Romosozumab versus Placebo: A Comparison in Varying Levels of Kidney Disease

A post-hoc analysis of the FRAME study analyzed safety and efficacy outcomes of romosozumab compared with placebo among postmenopausal women with mild-to-moderate kidney disease. The results of the study were presented at the ACR/ARP Annual Meeting.

“Osteoporosis and renal insufficiency are coexisting disease states in a substantial proportion of postmenopausal women,” said study author Johnathan Adachi, MD, BSc, FRCP, of the McMaster University and St. Joseph’s Healthcare Hamilton in Canada, who presented the study’s findings. “Prescribing information for bisphosphonates warns against using these agents for patients with [estimated glomerular filtration rate (eGFR)] of less than 30 or 35 mL/min; therefore, it is important to evaluate other osteoporosis treatments in this setting.”

The FRAME study included 7,180 postmenopausal women whose T-scores at the total hip or femoral neck ranged from –2.5 to –3.5. Patients received either romosozumab 210 mg or placebo monthly for one year. The women were stratified by baseline eGFR normalized to body surface area. Renal function was defined as normal (eGFR ≥90), mild (eGFR 60 to 89 [chronic kidney disease (CKD) stage 2]), moderate (eGFR 30 to 59 [CKD stage 3]), or severe (eGFR 15 to 29 [CKD stage 4]). One-year assessments were conducted to determine the least squares mean percent change in bone mineral density (BMD) at the lumbar spine, total hip, and femoral neck; new vertebral fractures; adverse events (AEs); and CKD progression.
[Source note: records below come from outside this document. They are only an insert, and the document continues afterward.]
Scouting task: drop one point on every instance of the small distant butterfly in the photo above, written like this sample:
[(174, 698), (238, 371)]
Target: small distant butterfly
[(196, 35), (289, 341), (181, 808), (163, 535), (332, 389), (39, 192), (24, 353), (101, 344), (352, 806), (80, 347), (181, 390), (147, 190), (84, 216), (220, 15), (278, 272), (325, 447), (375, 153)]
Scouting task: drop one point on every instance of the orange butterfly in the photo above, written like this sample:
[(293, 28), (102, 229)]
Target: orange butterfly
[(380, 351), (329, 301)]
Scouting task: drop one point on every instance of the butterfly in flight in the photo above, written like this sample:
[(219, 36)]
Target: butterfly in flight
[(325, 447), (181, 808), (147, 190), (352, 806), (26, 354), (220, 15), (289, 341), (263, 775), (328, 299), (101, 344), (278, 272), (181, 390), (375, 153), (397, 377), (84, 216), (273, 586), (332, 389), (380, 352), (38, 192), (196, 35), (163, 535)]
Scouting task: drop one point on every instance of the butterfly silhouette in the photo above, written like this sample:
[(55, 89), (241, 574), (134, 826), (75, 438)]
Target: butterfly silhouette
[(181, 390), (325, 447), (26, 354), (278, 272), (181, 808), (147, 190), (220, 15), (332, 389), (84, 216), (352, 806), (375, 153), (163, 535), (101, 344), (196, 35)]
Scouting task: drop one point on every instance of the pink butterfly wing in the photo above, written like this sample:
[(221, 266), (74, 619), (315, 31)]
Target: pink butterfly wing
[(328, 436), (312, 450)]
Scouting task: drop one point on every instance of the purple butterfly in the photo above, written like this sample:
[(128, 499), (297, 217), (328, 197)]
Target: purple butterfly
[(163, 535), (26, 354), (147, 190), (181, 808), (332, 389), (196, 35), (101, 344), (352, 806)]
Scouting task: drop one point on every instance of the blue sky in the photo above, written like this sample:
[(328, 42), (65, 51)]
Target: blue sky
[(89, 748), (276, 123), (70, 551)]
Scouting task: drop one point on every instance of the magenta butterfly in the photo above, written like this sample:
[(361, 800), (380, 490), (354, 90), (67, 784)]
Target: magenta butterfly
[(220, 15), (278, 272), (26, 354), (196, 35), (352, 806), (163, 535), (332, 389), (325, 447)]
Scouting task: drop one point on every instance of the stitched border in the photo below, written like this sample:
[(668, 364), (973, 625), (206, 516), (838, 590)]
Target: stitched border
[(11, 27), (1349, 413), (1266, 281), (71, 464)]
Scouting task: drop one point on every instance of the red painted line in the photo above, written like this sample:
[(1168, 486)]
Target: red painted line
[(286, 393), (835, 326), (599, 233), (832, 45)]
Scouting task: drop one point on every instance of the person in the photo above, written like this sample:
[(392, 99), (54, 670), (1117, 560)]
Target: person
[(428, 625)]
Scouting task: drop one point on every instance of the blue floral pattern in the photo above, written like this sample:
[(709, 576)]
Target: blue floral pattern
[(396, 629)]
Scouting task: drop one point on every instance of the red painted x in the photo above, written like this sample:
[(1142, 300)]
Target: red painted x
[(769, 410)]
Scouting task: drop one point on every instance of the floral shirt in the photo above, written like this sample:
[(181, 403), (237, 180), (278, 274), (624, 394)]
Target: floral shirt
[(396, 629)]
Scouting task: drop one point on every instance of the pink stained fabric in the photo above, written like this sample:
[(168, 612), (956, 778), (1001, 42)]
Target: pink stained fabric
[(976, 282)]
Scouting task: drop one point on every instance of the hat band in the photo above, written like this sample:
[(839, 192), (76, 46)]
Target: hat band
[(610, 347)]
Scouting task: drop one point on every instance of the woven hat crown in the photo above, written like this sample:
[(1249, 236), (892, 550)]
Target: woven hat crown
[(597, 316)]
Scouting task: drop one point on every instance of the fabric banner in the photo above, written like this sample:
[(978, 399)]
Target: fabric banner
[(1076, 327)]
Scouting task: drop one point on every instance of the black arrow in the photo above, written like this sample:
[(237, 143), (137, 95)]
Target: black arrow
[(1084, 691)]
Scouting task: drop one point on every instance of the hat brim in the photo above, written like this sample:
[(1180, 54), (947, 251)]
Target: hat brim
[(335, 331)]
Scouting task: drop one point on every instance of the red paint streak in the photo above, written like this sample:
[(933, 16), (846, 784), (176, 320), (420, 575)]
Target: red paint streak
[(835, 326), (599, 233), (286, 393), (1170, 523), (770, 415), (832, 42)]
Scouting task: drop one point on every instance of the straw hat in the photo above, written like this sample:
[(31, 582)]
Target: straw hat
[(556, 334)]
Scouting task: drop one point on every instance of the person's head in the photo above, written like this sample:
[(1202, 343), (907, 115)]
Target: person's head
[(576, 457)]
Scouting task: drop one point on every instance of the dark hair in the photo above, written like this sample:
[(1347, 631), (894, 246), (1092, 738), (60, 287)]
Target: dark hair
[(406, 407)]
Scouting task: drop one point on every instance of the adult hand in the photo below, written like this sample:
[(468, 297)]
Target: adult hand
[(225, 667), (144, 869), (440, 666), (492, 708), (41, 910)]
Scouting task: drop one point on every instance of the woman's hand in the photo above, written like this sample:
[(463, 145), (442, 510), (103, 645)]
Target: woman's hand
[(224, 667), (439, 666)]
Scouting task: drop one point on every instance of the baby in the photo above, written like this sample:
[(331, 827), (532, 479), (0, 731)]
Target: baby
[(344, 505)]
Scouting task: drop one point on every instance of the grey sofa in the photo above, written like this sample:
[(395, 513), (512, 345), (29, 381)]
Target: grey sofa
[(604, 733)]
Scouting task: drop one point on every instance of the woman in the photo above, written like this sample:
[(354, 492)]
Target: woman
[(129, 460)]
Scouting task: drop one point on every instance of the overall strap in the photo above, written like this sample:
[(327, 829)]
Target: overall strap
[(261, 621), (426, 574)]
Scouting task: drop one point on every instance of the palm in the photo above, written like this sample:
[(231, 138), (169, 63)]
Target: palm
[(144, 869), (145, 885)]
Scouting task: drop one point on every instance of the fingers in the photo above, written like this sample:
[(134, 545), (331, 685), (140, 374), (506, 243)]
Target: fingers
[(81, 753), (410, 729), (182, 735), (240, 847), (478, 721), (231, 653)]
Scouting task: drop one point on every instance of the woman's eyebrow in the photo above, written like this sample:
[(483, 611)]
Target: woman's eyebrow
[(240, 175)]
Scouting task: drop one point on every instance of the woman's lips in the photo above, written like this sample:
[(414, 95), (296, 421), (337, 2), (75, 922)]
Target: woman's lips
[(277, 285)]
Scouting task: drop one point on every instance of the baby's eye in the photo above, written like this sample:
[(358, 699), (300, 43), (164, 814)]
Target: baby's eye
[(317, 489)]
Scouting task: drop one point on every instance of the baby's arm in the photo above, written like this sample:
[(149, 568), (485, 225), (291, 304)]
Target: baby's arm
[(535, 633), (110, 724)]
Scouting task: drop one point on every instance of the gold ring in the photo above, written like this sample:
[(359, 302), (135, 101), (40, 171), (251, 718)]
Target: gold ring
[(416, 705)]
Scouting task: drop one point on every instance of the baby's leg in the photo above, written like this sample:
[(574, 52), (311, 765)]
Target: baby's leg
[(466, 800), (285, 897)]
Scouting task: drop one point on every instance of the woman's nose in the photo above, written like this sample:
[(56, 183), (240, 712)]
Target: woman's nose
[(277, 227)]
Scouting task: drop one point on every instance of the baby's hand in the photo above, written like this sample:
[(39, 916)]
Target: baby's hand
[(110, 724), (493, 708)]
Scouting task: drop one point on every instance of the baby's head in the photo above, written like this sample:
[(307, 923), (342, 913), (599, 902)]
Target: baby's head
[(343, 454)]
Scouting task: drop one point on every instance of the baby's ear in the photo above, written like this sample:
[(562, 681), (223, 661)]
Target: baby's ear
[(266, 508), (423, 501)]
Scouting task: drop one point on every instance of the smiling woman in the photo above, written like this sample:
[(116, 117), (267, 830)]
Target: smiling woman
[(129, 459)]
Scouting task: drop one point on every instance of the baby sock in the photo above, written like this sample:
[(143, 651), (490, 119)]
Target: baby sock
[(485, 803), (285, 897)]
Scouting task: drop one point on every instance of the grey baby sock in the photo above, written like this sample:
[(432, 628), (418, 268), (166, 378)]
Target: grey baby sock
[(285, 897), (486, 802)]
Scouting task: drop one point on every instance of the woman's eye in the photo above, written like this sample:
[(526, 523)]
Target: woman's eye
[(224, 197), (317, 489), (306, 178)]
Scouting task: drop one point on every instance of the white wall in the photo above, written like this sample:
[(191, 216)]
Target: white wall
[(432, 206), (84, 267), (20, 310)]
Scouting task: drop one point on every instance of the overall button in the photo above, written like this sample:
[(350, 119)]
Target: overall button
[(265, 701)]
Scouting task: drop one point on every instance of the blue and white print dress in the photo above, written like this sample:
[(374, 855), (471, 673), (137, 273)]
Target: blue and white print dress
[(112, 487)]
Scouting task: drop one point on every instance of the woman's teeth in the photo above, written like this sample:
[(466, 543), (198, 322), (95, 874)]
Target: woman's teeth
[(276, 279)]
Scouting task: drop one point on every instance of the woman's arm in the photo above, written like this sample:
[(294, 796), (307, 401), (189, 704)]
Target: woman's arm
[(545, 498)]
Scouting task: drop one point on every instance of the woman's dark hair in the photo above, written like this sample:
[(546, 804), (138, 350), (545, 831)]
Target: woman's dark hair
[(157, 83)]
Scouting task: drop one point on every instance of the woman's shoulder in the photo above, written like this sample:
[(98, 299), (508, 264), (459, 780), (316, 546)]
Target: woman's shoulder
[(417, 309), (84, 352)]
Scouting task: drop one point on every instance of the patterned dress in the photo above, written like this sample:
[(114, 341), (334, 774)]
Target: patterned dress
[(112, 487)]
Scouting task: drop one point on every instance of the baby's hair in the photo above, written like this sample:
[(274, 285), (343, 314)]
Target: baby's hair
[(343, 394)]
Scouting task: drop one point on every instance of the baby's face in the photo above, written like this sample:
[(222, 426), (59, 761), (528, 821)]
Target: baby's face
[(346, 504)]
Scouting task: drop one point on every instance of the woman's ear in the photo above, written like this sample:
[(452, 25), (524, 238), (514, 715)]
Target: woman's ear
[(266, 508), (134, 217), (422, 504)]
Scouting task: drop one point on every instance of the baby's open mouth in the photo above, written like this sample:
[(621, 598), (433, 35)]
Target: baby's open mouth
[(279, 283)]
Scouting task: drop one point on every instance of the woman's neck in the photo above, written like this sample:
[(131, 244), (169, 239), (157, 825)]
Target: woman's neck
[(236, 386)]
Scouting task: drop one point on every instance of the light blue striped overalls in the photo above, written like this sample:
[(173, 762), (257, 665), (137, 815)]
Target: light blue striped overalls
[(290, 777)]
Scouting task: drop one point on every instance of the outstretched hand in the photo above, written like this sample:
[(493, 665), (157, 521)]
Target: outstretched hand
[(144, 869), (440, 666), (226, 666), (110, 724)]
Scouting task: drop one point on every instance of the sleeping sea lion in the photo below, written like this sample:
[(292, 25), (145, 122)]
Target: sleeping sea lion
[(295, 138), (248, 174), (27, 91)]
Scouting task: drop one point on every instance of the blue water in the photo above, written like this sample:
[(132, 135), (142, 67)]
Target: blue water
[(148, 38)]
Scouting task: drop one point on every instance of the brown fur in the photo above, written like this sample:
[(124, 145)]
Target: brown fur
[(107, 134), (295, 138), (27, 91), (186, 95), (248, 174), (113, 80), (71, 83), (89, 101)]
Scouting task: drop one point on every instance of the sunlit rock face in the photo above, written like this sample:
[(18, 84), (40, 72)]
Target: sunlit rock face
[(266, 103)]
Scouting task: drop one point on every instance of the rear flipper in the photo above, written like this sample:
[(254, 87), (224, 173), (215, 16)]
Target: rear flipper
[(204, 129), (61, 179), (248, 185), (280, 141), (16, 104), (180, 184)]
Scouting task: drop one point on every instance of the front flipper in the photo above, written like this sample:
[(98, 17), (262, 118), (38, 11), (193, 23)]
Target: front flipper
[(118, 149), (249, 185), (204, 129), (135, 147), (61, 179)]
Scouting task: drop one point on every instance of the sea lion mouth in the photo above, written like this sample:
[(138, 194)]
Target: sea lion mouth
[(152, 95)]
Baseline renal insufficiency was mild to moderate in most patients (88%) and severe in 0.3% of patients. The least squares mean percent change from baseline in BMD in the entire cohort at the lumbar spine was 13.1% in the romosozumab group compared with 0.4% for placebo; for total hip, 6.0% versus 0.3%, respectively; and for femoral neck, 5.5% versus 0.3%, respectively.

Regardless of baseline eGFR, patients presented similar changes in BMD. Across CKD levels, romosozumab patients had a lower incidence of new vertebral fractures compared with placebo (normal renal function, 0.5% vs 3.0%; CKD 2, 0.4% vs 1.5%; and CKD 3, 0.6% vs 2.1%). Across eGFR groups, the rates of AEs, serious AEs, and positively adjudicated cardiovascular events were similar between treatment groups. One incidence of grade 2 hypocalcemia was recorded in a patient with CKD 2 at baseline. Mild-to-moderate calcium decrease was more common among patients receiving romosozumab (n=13) than placebo (n=4). Across groups, the majority of patients presented no one-year changes in eGFR category.

“There were large gains in BMD [achieved] with romosozumab compared with placebo, irrespective of renal function level. The risk of new vertebral fractures was decreased in all eGFR subgroups and did not appear to be affected by eGFR level. The safety of romosozumab was generally comparable among eGFR subgroups. And romosozumab could be considered a treatment option for osteoporotic patients with mild-to-moderate CKD,” concluded Dr. Adachi.